The same goes with décor – the more DIY, the more affordable.


Here are some ideas for activities to keep everyone excited and engaged during your session.

1. Go back to the kampung days

An opportunity to relive the kampung days with simple games like hopscotch, five stones, capteh, pick-up-sticks or marbles! You can also have a tikam-tikam corner with simple prizes up for grabs.

2. Indoor games

If you have limited space, you can also have some indoor fun with games like charades, Taboo or even Twister to pit your mind and flexibility against your neighbours. Plenty of laughs guaranteed!

3. Decorate your own cupcakes

Bake some cupcakes, prepare icing cream of various colours and some simple toppings and hold a cupcake decorating session. Prizes for the best-decorated cupcake would be a bonus!

4. Know your own estate

Think of some questions about the estate or neighbourhood that you’re staying in and use it for a Q&A session among the guests! Not only can you break the ice among the participants, you’ll also be surprised at the facts you’ll be able to find about your neighbourhood, especially from those who have lived there a long time.

Decoration ideas

One way to involve and excite everyone is to decorate your ‘Let’s Makan’ session! It doesn’t have to be elaborate or expensive. From simple buntings and table cloths to balloon walls and paper garlands, the possibilities are endless!

Here are some tips:

1. Use recycled materials –

making your own decorations is not only much cheaper, it’s lots more fun too! Every household will have something to contribute; from scraps of fabric for bunting to old cereal boxes for Chinese lanterns.

2. Get everyone involved –

getting creative can be enjoyed by all ages, the more the merrier, and more magnificent the décor!

3. Personalise your block/street –

why not make your decorations reflect who you all are? Your decorations can easily be a celebration of cultural diversity, local traditions or street history.

A few ideas to get you started:
  • Buntings, banners and paper lanterns
  • Street chalk drawings
  • Themed set dressing – silly fancy dress and themes can help break the ice!
  • Front door art – Decorate your front doors with drawings and photos of who lives inside
  • National Day flags
  • Balloon garland

Cleaning up

Instead of hiring professional cleaning companies to undertake the cleaning-up after the session, encourage everyone to clean up after themselves or even bringing their own trash bags. Some guidelines for organising environmentally friendly public events are available on

Other useful information

1. Health and safety guidance

Organising small, private street parties and community events should be simple and things like risk assessments, licences and Health and Safety certificates are not normally required.

Take a common-sense approach to organising your event, as you would a children’s party or seasonal get-together.

Always consider hygiene and food safety. Bear in mind things like cleanliness, food temperatures, storage and keeping the food well covered. Plan for both wet weather and extremes of heat!

It would be good to mention on your publicity posters, leaflets or invites that food will be provided by participants and remind everyone to take responsibility for their own safety. But keep disclaimers cheerful, so you don’t put people off!

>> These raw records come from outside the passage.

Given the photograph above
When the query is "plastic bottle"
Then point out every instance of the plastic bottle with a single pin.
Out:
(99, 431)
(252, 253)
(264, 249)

Ask food contributors to label food ingredients and appoint someone to keep an eye on food safety especially if the weather is hot.

2. Closing the road

If you intend to hold your makan session on a street, you will need to apply to the Traffic Police for a temporary road closure. Processing of your application will take at least 6-8 weeks. If you’re staying on landed property, you’ll also need to seek approval from URA. HDB residents will also be required to get a permit from HDB.